Re: [PATCH bpf 0/4] introduce HAVE_ARCH_HUGE_VMALLOC_FLAG for bpf_prog_pack
From: "Edgecombe, Rick P" <rick.p.edgecombe@intel.com>
Date: 2022-03-31 16:20:27
Also in:
bpf, linux-mm
On Thu, 2022-03-31 at 00:46 +0000, Song Liu wrote:
quoted
On Mar 30, 2022, at 5:04 PM, Edgecombe, Rick P < rick.p.edgecombe@intel.com> wrote: On Wed, 2022-03-30 at 15:56 -0700, Song Liu wrote:quoted
[1]
https://lore.kernel.org/lkml/5bd16e2c06a2df357400556c6ae01bb5d3c5c32a.camel@intel.com/ (local)
quoted
The issues I brought up around VM_FLUSH_RESET_PERMS are not fixed in this series. And I think the solution I proposed is kind of wonky with respect to hibernate. So I think maybe hibernate should be fixed to not impose restrictions on the direct map, so the wonkiness is not needed. But then this "fixes" series becomes quite extensive. I wonder, why not just push the patch 1 here, then re-enable this thing when it is all properly fixed up. It looked like your code could handle the allocation not actually getting large pages.Only shipping patch 1 should eliminate the issues. But that will also reduce the benefit in iTLB efficiency (I don't know by how much yet.)
Yea, it's just a matter of what order/timeline things get done in.
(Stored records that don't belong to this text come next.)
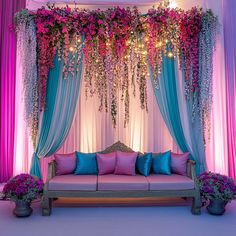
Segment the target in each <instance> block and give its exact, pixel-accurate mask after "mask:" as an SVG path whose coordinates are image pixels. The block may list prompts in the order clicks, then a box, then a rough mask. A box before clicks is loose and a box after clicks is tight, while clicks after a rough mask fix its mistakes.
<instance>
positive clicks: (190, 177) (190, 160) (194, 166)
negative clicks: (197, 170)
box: [187, 160, 196, 181]
mask: <svg viewBox="0 0 236 236" xmlns="http://www.w3.org/2000/svg"><path fill="white" fill-rule="evenodd" d="M195 166H196V162H195V161H193V160H188V162H187V176H188V177H189V178H191V179H193V180H194V181H195V180H196V170H195Z"/></svg>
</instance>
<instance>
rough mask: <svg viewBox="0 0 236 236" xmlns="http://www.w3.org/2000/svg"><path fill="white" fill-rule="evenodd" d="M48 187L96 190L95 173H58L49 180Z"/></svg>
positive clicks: (89, 190) (96, 189)
mask: <svg viewBox="0 0 236 236" xmlns="http://www.w3.org/2000/svg"><path fill="white" fill-rule="evenodd" d="M48 189H49V190H81V191H96V190H97V175H58V176H55V177H53V178H52V179H51V180H50V181H49V185H48Z"/></svg>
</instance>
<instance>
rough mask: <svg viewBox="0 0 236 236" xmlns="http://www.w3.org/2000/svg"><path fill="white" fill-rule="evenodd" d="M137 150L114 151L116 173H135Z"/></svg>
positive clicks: (115, 172) (121, 173) (129, 174)
mask: <svg viewBox="0 0 236 236" xmlns="http://www.w3.org/2000/svg"><path fill="white" fill-rule="evenodd" d="M137 156H138V153H137V152H120V151H117V152H116V159H117V160H116V169H115V174H116V175H135V174H136V173H135V163H136V159H137Z"/></svg>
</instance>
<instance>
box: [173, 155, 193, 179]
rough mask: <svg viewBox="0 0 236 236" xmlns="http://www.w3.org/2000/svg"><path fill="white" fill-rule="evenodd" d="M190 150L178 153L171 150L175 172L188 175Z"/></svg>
mask: <svg viewBox="0 0 236 236" xmlns="http://www.w3.org/2000/svg"><path fill="white" fill-rule="evenodd" d="M189 154H190V153H189V152H186V153H183V154H177V153H173V152H171V164H170V166H171V171H172V172H173V173H175V174H179V175H186V173H187V161H188V157H189Z"/></svg>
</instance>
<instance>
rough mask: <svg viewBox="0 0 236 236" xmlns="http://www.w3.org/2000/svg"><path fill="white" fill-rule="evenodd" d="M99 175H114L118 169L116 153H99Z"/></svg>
mask: <svg viewBox="0 0 236 236" xmlns="http://www.w3.org/2000/svg"><path fill="white" fill-rule="evenodd" d="M96 155H97V164H98V174H99V175H106V174H113V173H114V170H115V167H116V153H115V152H110V153H106V154H102V153H97V154H96Z"/></svg>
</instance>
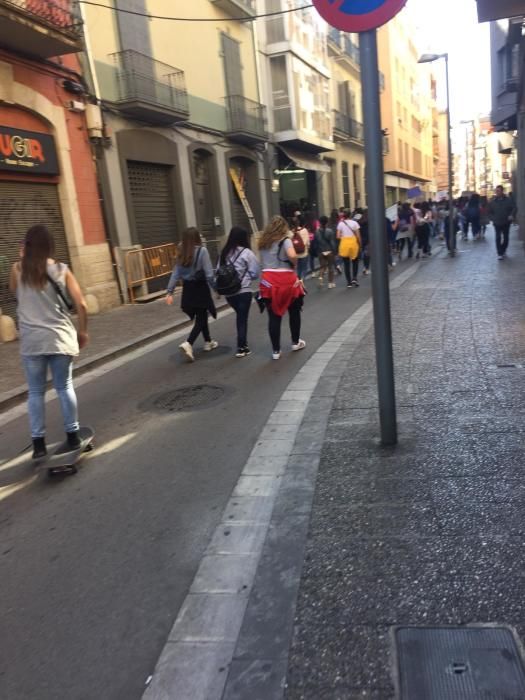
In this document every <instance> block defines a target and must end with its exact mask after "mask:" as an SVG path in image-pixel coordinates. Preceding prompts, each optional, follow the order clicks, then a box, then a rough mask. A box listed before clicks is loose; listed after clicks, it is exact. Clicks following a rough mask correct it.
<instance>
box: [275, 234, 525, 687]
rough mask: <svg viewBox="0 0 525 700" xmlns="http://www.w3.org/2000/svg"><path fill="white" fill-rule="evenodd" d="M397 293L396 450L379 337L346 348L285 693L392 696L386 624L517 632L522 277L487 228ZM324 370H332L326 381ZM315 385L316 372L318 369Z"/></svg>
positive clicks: (339, 359)
mask: <svg viewBox="0 0 525 700" xmlns="http://www.w3.org/2000/svg"><path fill="white" fill-rule="evenodd" d="M462 248H463V250H462V252H460V253H459V254H458V256H457V257H456V258H455V259H450V258H448V257H440V258H439V259H438V260H432V262H427V261H421V263H420V265H421V267H420V271H419V272H418V273H417V274H416V275H414V276H413V277H412V278H411V279H410V280H409V281H408V282H406V283H405V284H404V285H403V286H401V287H400V288H399V289H398V290H396V291H395V292H394V293H393V295H392V313H393V319H394V324H393V325H394V345H395V364H396V385H397V396H398V412H399V415H398V418H399V430H400V439H399V445H398V446H397V447H396V448H381V447H379V446H378V442H377V434H378V426H377V397H376V388H375V366H374V355H375V353H374V338H373V332H372V330H369V331H368V332H367V333H366V334H365V335H364V337H363V338H362V340H361V341H360V342H359V343H358V344H357V345H355V344H354V345H352V346H351V345H347V346H343V347H342V349H341V350H340V352H339V354H338V356H336V358H334V361H336V362H337V361H338V362H339V363H345V366H346V369H345V370H344V373H343V375H342V377H341V379H340V381H339V384H338V388H337V391H336V396H335V400H334V402H333V405H332V410H331V412H330V415H329V419H328V424H327V429H326V434H325V441H324V445H323V449H322V452H321V460H320V465H319V472H318V477H317V487H316V492H315V498H314V506H313V512H312V517H311V521H310V526H309V532H308V538H307V544H306V552H305V563H304V567H303V571H302V577H301V584H300V591H299V598H298V601H297V607H296V614H295V621H294V632H293V641H292V644H291V649H290V656H289V665H288V677H287V685H286V697H287V699H288V700H299V699H303V698H304V699H307V700H310V699H311V700H323V699H326V700H328V699H329V700H339V699H341V700H343V699H344V700H353V699H354V698H356V699H357V698H370V699H372V698H374V699H377V700H390V698H393V697H394V686H393V680H392V667H393V655H392V641H391V640H392V634H391V630H392V627H393V626H395V625H438V624H439V625H443V624H454V625H457V624H466V623H484V622H492V623H502V624H506V625H511V626H513V627H514V628H515V629H516V630H517V632H518V634H519V635H520V637H521V640H522V641H525V601H524V599H523V595H522V592H523V584H524V582H525V574H524V572H525V518H524V514H525V480H524V478H523V468H524V466H525V460H524V443H523V438H524V433H525V324H524V320H525V319H524V304H523V299H524V298H525V276H524V264H523V263H524V260H523V250H522V248H521V244H520V243H519V242H518V241H517V240H513V241H512V244H511V247H510V250H509V253H510V255H509V257H508V258H507V259H506V260H504V261H501V262H500V261H498V260H497V258H496V253H495V250H494V244H493V240H492V237H490V238H489V239H488V240H487V241H485V242H479V243H478V242H476V243H474V242H470V243H468V244H462ZM324 380H325V381H328V380H329V376H327V377H325V378H324ZM321 381H323V378H322V379H321Z"/></svg>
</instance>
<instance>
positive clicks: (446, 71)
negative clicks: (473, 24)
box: [418, 53, 456, 257]
mask: <svg viewBox="0 0 525 700" xmlns="http://www.w3.org/2000/svg"><path fill="white" fill-rule="evenodd" d="M440 58H444V59H445V75H446V84H447V133H448V249H449V253H450V255H451V257H454V255H455V254H456V231H455V228H454V200H453V198H452V127H451V124H450V88H449V81H448V53H425V54H423V55H422V56H421V57H420V59H419V61H418V63H434V61H437V60H438V59H440Z"/></svg>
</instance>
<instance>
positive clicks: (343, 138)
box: [334, 109, 364, 144]
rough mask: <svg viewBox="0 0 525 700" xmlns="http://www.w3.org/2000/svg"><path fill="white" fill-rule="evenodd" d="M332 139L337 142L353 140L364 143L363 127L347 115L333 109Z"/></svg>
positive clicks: (357, 122)
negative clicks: (363, 135)
mask: <svg viewBox="0 0 525 700" xmlns="http://www.w3.org/2000/svg"><path fill="white" fill-rule="evenodd" d="M334 139H336V140H337V141H348V140H349V139H353V140H354V141H357V142H358V143H360V144H362V143H364V136H363V125H362V124H361V122H358V121H356V120H355V119H353V118H352V117H350V116H349V115H348V114H343V113H342V112H339V111H338V110H336V109H334Z"/></svg>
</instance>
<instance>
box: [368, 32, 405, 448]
mask: <svg viewBox="0 0 525 700" xmlns="http://www.w3.org/2000/svg"><path fill="white" fill-rule="evenodd" d="M359 47H360V48H359V50H360V58H361V76H362V77H361V82H362V86H363V88H362V89H363V122H364V135H365V155H366V181H367V195H368V230H369V237H370V244H371V250H372V256H373V274H372V292H373V301H374V328H375V338H376V362H377V386H378V394H379V418H380V423H381V442H382V444H383V445H395V444H396V443H397V417H396V392H395V383H394V358H393V351H392V324H391V319H390V288H389V282H388V258H387V241H386V226H385V221H386V216H385V189H384V176H383V133H382V131H381V110H380V101H379V67H378V61H377V35H376V30H375V29H374V30H372V31H369V32H363V33H362V34H360V35H359Z"/></svg>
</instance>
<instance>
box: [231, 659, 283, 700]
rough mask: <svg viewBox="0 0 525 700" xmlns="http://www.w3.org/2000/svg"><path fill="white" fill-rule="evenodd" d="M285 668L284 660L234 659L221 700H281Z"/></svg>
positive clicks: (263, 659)
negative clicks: (225, 686) (247, 659)
mask: <svg viewBox="0 0 525 700" xmlns="http://www.w3.org/2000/svg"><path fill="white" fill-rule="evenodd" d="M286 666H287V663H286V660H285V659H256V660H250V661H238V660H236V659H234V660H233V662H232V664H231V667H230V672H229V674H228V682H227V685H226V688H225V690H224V695H223V698H222V700H247V698H253V700H259V699H260V700H281V698H282V697H283V694H284V685H285V680H286Z"/></svg>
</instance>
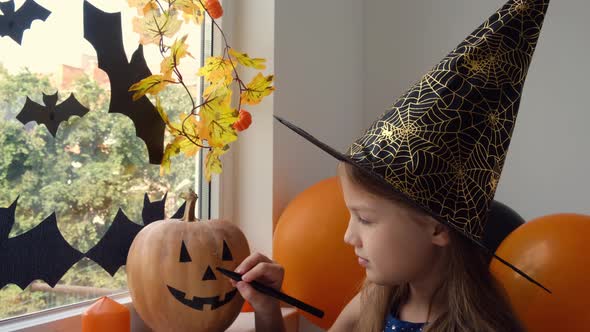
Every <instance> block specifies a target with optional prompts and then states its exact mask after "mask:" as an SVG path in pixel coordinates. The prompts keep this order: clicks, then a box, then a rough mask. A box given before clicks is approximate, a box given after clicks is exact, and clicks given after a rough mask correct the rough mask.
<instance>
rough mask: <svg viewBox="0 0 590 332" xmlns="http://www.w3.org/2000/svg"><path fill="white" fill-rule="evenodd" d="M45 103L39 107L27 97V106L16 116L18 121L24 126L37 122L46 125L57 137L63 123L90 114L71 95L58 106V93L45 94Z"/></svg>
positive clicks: (53, 135) (51, 131) (26, 105)
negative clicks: (86, 114)
mask: <svg viewBox="0 0 590 332" xmlns="http://www.w3.org/2000/svg"><path fill="white" fill-rule="evenodd" d="M43 103H45V106H43V105H39V104H37V103H36V102H34V101H32V100H31V99H29V97H27V101H26V102H25V106H23V109H22V110H21V111H20V112H19V113H18V114H17V115H16V119H17V120H19V121H20V122H21V123H22V124H27V123H28V122H30V121H35V122H37V123H38V124H44V125H45V127H47V129H48V130H49V132H50V133H51V135H52V136H53V137H55V134H56V133H57V128H59V125H60V124H61V123H62V122H63V121H67V120H68V119H69V118H70V117H72V116H75V115H77V116H79V117H83V116H84V115H86V113H88V109H87V108H86V107H84V105H82V104H80V103H79V102H78V100H76V97H74V95H73V94H71V95H70V96H69V97H68V99H66V100H65V101H64V102H63V103H61V104H59V105H56V104H57V92H56V93H55V94H53V95H46V94H43Z"/></svg>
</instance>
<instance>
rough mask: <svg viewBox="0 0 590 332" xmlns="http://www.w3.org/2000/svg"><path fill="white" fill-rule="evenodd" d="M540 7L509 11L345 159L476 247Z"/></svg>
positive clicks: (533, 37)
mask: <svg viewBox="0 0 590 332" xmlns="http://www.w3.org/2000/svg"><path fill="white" fill-rule="evenodd" d="M547 5H548V1H547V0H545V1H526V0H516V1H511V2H509V3H508V4H506V5H505V6H504V7H503V8H502V9H500V10H499V11H498V12H496V13H495V14H494V15H493V16H492V17H491V18H490V19H489V20H488V21H486V22H485V23H484V24H482V25H481V26H480V27H479V28H478V29H476V30H475V31H474V32H473V33H472V34H471V35H470V36H469V37H467V38H466V39H465V40H464V41H463V43H461V44H460V45H459V46H458V47H457V48H456V49H455V50H453V51H452V52H451V53H450V54H449V55H448V56H447V57H445V58H444V59H443V60H442V61H441V62H440V63H439V64H438V65H437V66H435V67H434V68H433V69H432V70H431V71H430V72H429V73H427V74H426V75H425V76H424V77H422V79H421V80H420V81H419V82H417V83H416V84H415V85H414V86H413V87H412V88H411V89H410V90H409V91H407V92H406V93H405V94H404V95H403V96H402V97H400V98H399V99H398V100H397V101H396V103H395V104H394V105H393V106H392V108H391V109H390V110H389V111H388V112H386V113H385V114H383V115H382V116H381V117H380V118H379V119H378V120H377V121H376V122H374V123H373V125H372V126H371V127H370V128H369V129H368V130H367V131H366V132H365V134H364V135H363V136H362V137H360V138H359V139H358V140H357V141H356V142H355V143H354V144H353V145H352V146H351V147H350V149H349V151H348V154H349V156H350V157H351V158H352V159H353V160H354V161H355V162H356V163H357V164H359V165H360V166H362V167H363V168H366V169H368V170H370V171H372V172H373V173H377V174H379V175H380V176H381V177H382V178H384V179H385V180H386V181H387V182H388V183H389V184H391V185H392V186H393V188H395V189H396V190H397V191H399V192H400V193H402V194H403V195H405V196H406V198H408V199H410V200H411V201H413V202H414V203H417V204H418V205H419V206H421V207H422V208H423V209H424V210H426V211H427V212H429V213H431V214H433V215H434V216H436V217H438V218H439V219H442V220H443V221H446V222H448V223H449V224H451V225H452V226H454V227H455V228H457V229H459V230H460V231H462V232H463V233H464V234H465V235H467V236H468V237H470V238H472V239H475V240H480V238H481V236H482V233H483V229H484V223H485V220H486V215H487V211H488V207H489V204H490V203H491V201H492V200H493V197H494V194H495V191H496V188H497V184H498V181H499V177H500V173H501V170H502V166H503V164H504V160H505V158H506V152H507V150H508V146H509V144H510V139H511V136H512V131H513V129H514V122H515V120H516V115H517V111H518V107H519V103H520V97H521V92H522V85H523V83H524V80H525V77H526V73H527V70H528V66H529V64H530V61H531V56H532V54H533V51H534V48H535V45H536V42H537V38H538V36H539V31H540V29H541V25H542V21H543V16H544V13H545V12H546V9H547Z"/></svg>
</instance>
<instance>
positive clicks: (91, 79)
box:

This change didn't get enough mm attention ahead of time. Now there are two issues. One where the root cause is not fully clear and one that properly needs a wider fix. Just thinking it could be nice to take some time on it, rather than rush to finish what was already too rushed.
quoted
Another solution that would keep large pages but still need fixing up later: Just don't use VM_FLUSH_RESET_PERMS for now. Call set_memory_nx() and then set_memory_rw() on the module space address before vfree(). This will clean up everything that's needed with respect to direct map permissions. Have vmalloc warn if is sees VM_FLUSH_RESET_PERMS and huge pages together.Do you mean we should remove set_vm_flush_reset_perms() from alloc_new_pack() and do set_memory_nx() and set_memory_rw() before we call vfree() in bpf_prog_pack_free()? If this works, I would prefer we go with this way.
I believe this would work functionally.